Abstract Purpose The purpose of this study was to compare clinical outcomes between revision anterior cruciate ligament reconstruction (ACLR) using a bone-patellar tendon-bone (BPTB) autograft and that using a double-bundle hamstring tendon (HT) autograft. Methods Consecutive cases of revision ACLRs were reviewed. The Lysholm knee scale and Knee Osteoarthritis Outcome Score (KOOS) were recorded at the final follow-up. The pivot shift test, Lachman test, and anterior knee laxity measurement using an arthrometer were evaluated before revision ACLR and at final follow-up. Contralateral knee laxity was also evaluated, and side-to-side differences noted. The Lysholm knee scale, KOOS, the pivot shift test, Lachman test, and anterior knee laxity were compared between HT versus BPTB autograft recipient groups using the Mann–Whitney test or the t-test. Results Forty-one patients who underwent revision ACLR and followed up for at least 2 years were included.

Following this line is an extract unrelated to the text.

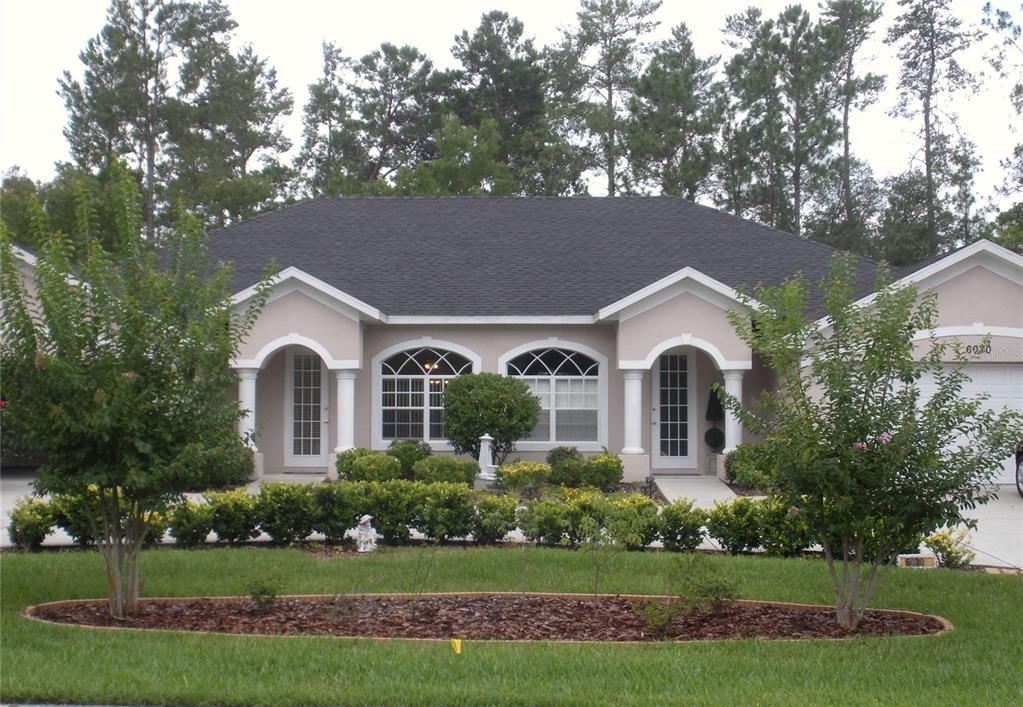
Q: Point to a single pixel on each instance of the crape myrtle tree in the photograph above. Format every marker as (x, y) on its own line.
(851, 443)
(118, 369)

The graft source was a BPTB autograft in 23 patients (BPTB group) and a double-bundle HT autograft in 18 patients (HT group). The mean postoperative follow-up period was 44 ± 28 months in the BPTB group and 36 ± 18 in the HT group (p = 0.38). The HT group had significantly higher KOOS in the pain subscale (less pain) than the BPTB group at the final follow-up (BPTB group 84.2 vs. HT group 94.4; p = 0.02). The BPTB group showed significantly smaller side-to-side difference in anterior knee laxity (superior stability) than the HT group (0.3 vs. 2.6 mm; p < 0.01). The percentage of patients with residual anterior knee laxity in the BPTB group was significantly lower than that in the HT group (9.5% vs. 46.7%; odds ratio, 8.3; p = 0.02). Study Design This was a level 3 retrospective study. Conclusion Revision ACLR with a BPTB autograft was associated with superior results regarding restoration of knee joint stability as compared with that with a double-bundle HT autograft, whereas double-bundle HT autograft was superior to BPTB autograft in terms of patient-reported outcomes of pain. The rest of the patient-reported outcomes were equal between the two groups.